Gelling is a process by which the consistency and texture of foods is improved . Gelling agents, also known as gelling agents, are extracted from natural substances and are used to create jelly, foam or cream in foods .
They also act as stabilizers and thickeners , that is, they provide thickening without solidification through gel formation.
There are many different types of gelling agents that differ in their properties and how to use them.
One of the most common gelling agents is agar-agar , which is made from plant fibers and is suitable for vegetarians and vegans. Agar-agar dissolves easily in water and solidifies quickly when heated to 85 °C. It is suitable for preparing jellies, creams and foams. We have prepared a detailed article for you about agar , where you will learn everything important, including its health benefits, differences from classic gelatin, tips on its preparation and use.
Another commonly used gelling agent is carrageenan . This polysaccharide is produced from seaweed and has strong gelling properties. It is suitable for preparing jelly, ice cream and other freeze-stabilized foods.
Pectin is another gelling agent that is made from fruits such as apples or pears. Pectin dissolves easily in water and forms a jelly at acidic pH and heating.
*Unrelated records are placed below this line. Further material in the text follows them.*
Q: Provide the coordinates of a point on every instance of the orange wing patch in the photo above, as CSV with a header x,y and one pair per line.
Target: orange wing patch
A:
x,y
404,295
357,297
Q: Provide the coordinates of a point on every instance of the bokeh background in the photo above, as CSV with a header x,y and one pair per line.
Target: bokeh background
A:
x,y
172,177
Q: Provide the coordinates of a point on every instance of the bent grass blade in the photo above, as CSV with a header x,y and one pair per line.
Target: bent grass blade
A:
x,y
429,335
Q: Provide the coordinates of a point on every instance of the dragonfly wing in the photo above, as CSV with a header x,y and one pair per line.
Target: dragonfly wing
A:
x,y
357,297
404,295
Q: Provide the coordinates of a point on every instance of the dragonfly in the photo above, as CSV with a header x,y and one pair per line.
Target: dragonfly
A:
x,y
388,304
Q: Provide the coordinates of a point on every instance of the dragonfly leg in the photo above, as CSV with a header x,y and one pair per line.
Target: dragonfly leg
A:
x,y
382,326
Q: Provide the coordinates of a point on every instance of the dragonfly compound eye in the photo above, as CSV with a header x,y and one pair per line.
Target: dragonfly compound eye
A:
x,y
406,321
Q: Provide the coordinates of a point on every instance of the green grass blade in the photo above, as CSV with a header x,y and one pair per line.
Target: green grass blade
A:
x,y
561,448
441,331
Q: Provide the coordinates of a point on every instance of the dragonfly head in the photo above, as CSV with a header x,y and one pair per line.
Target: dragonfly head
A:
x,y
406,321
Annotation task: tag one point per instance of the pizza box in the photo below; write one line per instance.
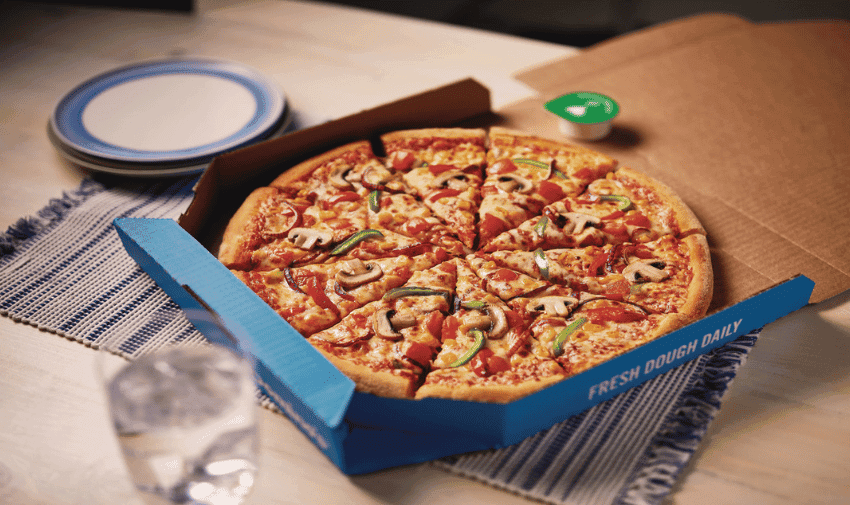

It is often used in marmalades and jams.
What gelling agents are used in the food industry?
In which foods can we find gelling agents?
- jams and marmalades
- ice cream
- bakery products
- meat products
- oils and fats
- salad dressings
Are gelling agents safe for us?
These substances are added to food in quantities that should not cause any side effects during normal consumption. However, they cannot be ruled out in case of excessive consumption, especially in children and individuals with increased sensitivity to chemical additives in food.